Теперь на остановках я бегала вдоль эшелона, спрашивая, нет ли больных в постоянно закрытых мужских вагонах. В продухи на опускаемых оттуда веревочках отправляла медикаменты. Бегом разносила кофе для поносников, наливая из ведра в спускаемые на веревочке же котелки или кружки… Вначале, особенно из женских вагонов, меня окликали порою злобно: «Эй, офицерша!» Потом возвращавшиеся из санвагона, видно, рассказывали что-то, и отношения ко мне изменились. «Спасибо, сестреночка, голубушка!» — Эти приветливые крики и ласково улыбающиеся мне в узкие продухи глаза помню до сегодня. Себя я не щадила ни при дневных, ни при ночных редких остановках. Ведра с целительными напитками были тяжеленные. Другие «сестры» наши почитали разносить кофе для поносников обременительным.

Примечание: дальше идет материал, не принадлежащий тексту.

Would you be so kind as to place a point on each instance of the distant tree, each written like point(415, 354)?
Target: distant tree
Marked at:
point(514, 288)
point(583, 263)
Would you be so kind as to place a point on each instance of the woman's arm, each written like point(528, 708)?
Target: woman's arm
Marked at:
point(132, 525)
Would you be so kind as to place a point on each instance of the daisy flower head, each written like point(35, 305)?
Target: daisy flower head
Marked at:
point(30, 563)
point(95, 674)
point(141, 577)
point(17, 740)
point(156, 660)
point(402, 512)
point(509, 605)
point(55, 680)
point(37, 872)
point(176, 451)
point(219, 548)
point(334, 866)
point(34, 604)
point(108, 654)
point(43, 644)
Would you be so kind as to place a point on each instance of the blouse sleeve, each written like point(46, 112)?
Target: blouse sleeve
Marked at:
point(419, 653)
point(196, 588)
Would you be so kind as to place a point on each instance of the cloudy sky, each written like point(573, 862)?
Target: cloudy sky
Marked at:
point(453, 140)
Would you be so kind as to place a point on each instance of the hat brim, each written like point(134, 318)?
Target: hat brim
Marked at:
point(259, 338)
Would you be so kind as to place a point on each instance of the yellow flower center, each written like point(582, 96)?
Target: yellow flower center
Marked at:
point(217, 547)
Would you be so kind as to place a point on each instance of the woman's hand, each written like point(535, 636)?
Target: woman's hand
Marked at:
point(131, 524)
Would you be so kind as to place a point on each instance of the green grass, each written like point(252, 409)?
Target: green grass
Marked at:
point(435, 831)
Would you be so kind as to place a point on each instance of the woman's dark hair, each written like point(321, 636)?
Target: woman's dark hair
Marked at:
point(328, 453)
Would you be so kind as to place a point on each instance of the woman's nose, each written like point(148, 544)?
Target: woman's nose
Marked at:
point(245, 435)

О самоубийствах в мужских вагонах мы узнали только, когда к нам снова стали заходить политруки и призывать к спокойному ожиданию участи. Они проговаривались. К самоубийцам (стеклами, подобранными во время носки воды) медперсонал не приглашали.

Ехали через города и села Румынии. На станциях, на лесных опушках молодые парни в белоснежных штанишках с кружевами и нарядные девушки танцевали «коло», обняв друг друга за плечи. Зрелище такого народного ликования для нас было нестерпимо. В железных вагонах была духота. Женщинам еще приоткрывали чуточку двери, мужчины ехали взаперти, глядя по очереди в узкие продухи, затянутые колючей проволокой. Обмирали и падали люди. Появилась рожа. От нее умерло несколько человек уже в ПФЛ.